Civilisation as we know it today is highly dependent on the use of metals that exist only in finite amounts, and which therefore must be used in a responsible way. In recognition of this fact a conference entitled Future Metal Strategy, organised by The Metals Society, was recently held in London to provide an international forum for the discussion of many of the vital factors that may influence the supply and utilisation of a number of the more important metals during the next twenty years. In one of the papers, by Dr. J. E. Hughes, Deputy Managing Director of Johnson Matthey & Co Limited, Dr. G. J. K. Acres, Manager of the Johnson Matthey Research Centre, and Miss M. T. Herbert, the future supply and demand situation for the platinum group metals was reviewed.

The authors explained that over 98 per cent of the world’s output of the platinum group metals is obtained from just three countries, South Africa, Canada and the U.S.S.R., while no less than 65 per cent of the total output of platinum alone is mined from the Merensky Reef of the Bushveld Igneous Complex in South Africa.
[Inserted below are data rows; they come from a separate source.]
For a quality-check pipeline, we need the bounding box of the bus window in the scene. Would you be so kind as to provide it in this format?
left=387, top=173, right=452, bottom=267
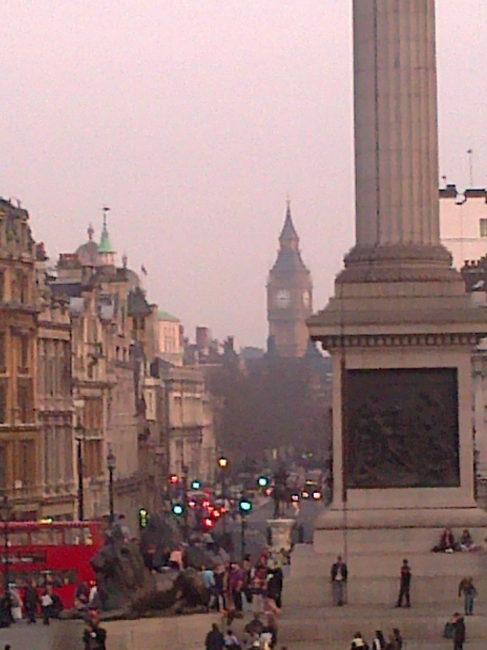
left=8, top=531, right=30, bottom=546
left=64, top=526, right=93, bottom=546
left=31, top=528, right=63, bottom=546
left=63, top=569, right=78, bottom=585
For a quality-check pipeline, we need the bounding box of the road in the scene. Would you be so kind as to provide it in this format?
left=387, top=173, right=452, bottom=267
left=215, top=499, right=324, bottom=559
left=249, top=499, right=324, bottom=542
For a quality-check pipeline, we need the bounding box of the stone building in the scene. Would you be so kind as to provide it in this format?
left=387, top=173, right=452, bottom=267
left=0, top=199, right=43, bottom=519
left=267, top=202, right=313, bottom=357
left=151, top=358, right=216, bottom=484
left=51, top=215, right=153, bottom=529
left=440, top=185, right=487, bottom=271
left=36, top=244, right=77, bottom=520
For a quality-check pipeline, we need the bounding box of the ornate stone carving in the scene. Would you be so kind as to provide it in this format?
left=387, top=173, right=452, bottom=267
left=344, top=368, right=460, bottom=488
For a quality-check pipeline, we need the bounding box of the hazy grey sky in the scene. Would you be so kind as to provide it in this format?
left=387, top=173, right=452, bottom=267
left=0, top=0, right=487, bottom=345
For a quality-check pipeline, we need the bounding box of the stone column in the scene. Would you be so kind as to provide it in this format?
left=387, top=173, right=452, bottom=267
left=352, top=0, right=447, bottom=261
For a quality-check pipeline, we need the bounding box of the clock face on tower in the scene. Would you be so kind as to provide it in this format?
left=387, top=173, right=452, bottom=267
left=274, top=289, right=291, bottom=309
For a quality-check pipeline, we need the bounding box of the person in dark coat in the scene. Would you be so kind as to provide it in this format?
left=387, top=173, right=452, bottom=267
left=331, top=555, right=348, bottom=607
left=24, top=582, right=40, bottom=623
left=205, top=623, right=225, bottom=650
left=453, top=613, right=467, bottom=650
left=267, top=562, right=284, bottom=609
left=83, top=621, right=107, bottom=650
left=396, top=560, right=413, bottom=607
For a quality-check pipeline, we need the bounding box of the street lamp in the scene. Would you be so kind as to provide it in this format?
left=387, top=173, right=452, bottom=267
left=107, top=444, right=117, bottom=524
left=73, top=399, right=85, bottom=521
left=2, top=494, right=12, bottom=627
left=238, top=497, right=253, bottom=562
left=217, top=456, right=228, bottom=499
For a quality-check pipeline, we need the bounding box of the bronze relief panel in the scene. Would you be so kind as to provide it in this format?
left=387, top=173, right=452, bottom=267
left=343, top=368, right=460, bottom=488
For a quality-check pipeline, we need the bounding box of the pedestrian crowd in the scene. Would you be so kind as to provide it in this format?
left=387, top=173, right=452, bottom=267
left=350, top=627, right=403, bottom=650
left=330, top=552, right=477, bottom=650
left=431, top=528, right=480, bottom=553
left=201, top=549, right=284, bottom=650
left=200, top=549, right=284, bottom=622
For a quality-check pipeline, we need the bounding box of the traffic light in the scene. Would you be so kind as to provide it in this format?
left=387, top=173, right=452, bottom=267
left=139, top=508, right=150, bottom=528
left=238, top=497, right=253, bottom=515
left=172, top=503, right=184, bottom=517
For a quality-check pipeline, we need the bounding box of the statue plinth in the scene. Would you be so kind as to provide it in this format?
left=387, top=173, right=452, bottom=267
left=308, top=0, right=487, bottom=568
left=267, top=518, right=296, bottom=553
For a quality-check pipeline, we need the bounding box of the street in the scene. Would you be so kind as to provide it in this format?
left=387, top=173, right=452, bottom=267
left=215, top=499, right=324, bottom=559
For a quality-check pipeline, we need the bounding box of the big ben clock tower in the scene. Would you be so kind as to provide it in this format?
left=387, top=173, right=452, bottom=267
left=267, top=201, right=313, bottom=357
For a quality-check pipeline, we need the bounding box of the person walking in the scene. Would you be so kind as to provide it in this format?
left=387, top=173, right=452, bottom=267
left=392, top=627, right=403, bottom=650
left=396, top=560, right=413, bottom=607
left=8, top=585, right=23, bottom=623
left=83, top=621, right=107, bottom=650
left=24, top=582, right=39, bottom=623
left=372, top=630, right=386, bottom=650
left=41, top=588, right=52, bottom=625
left=458, top=577, right=477, bottom=616
left=205, top=623, right=225, bottom=650
left=330, top=555, right=348, bottom=607
left=350, top=632, right=369, bottom=650
left=453, top=612, right=467, bottom=650
left=267, top=562, right=284, bottom=609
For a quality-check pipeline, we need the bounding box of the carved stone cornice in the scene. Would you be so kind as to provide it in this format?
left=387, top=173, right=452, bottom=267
left=336, top=244, right=461, bottom=284
left=320, top=333, right=482, bottom=350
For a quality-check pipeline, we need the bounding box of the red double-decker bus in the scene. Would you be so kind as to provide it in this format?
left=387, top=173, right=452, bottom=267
left=0, top=521, right=106, bottom=608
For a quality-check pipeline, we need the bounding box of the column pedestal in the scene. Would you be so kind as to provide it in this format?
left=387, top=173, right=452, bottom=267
left=267, top=519, right=296, bottom=553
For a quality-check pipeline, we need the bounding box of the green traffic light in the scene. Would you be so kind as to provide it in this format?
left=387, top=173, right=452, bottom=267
left=238, top=499, right=252, bottom=515
left=139, top=508, right=149, bottom=528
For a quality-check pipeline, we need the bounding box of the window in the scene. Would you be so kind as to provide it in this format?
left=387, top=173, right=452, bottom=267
left=19, top=273, right=29, bottom=305
left=17, top=334, right=30, bottom=375
left=0, top=332, right=6, bottom=372
left=83, top=440, right=104, bottom=477
left=17, top=440, right=35, bottom=486
left=17, top=379, right=34, bottom=423
left=83, top=398, right=103, bottom=434
left=0, top=445, right=7, bottom=490
left=0, top=379, right=8, bottom=424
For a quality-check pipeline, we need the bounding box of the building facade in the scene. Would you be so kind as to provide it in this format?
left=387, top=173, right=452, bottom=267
left=36, top=244, right=77, bottom=521
left=440, top=185, right=487, bottom=270
left=267, top=202, right=313, bottom=357
left=51, top=219, right=153, bottom=530
left=0, top=199, right=43, bottom=519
Existing reserves, that is the known deposits at present being mined, are believed to contain sufficient platinum to last for some 150 years.

When considering both the present and the future availability of the platinum group metals it is most important to remember that the amounts of palladium, rhodium, iridium’ osmium and ruthenium mined are directly proportional to the output of platinum in the case of the South African production, or of nickel in the case of Canadian and Russian material. This is because at present prices it is not economic to mine for them as principal products. The current production of platinum group metals from the Merensky Reef is approximately 93,000 kilograms per year, the composition including: platinum 60, palladium 25 and rhodium 4 per cent.

In addition to the platinum deposits of the Merensky Reef, platinum group metals also occur at two other horizons in the Bushveld Igneous Complex. These are the Upper Chrome Group and the Platreef, and although they are largely unexplored and unmined it is estimated that, if the metals can be extracted economically, the total resources could then last for 400 years.

The usefulness of the platinum group metals to industry is based on their unique properties, including catalytic activity, high melting points and chemical inertness over wide ranges of temperature. Existing and future applications include such topical areas as energy generation and conservation, fertiliser production and pesticide manufacture, pharmaceutical preparation and anti-cancer therapy, the control of noxious emissions and the cathodic protection of ships and other steel structures.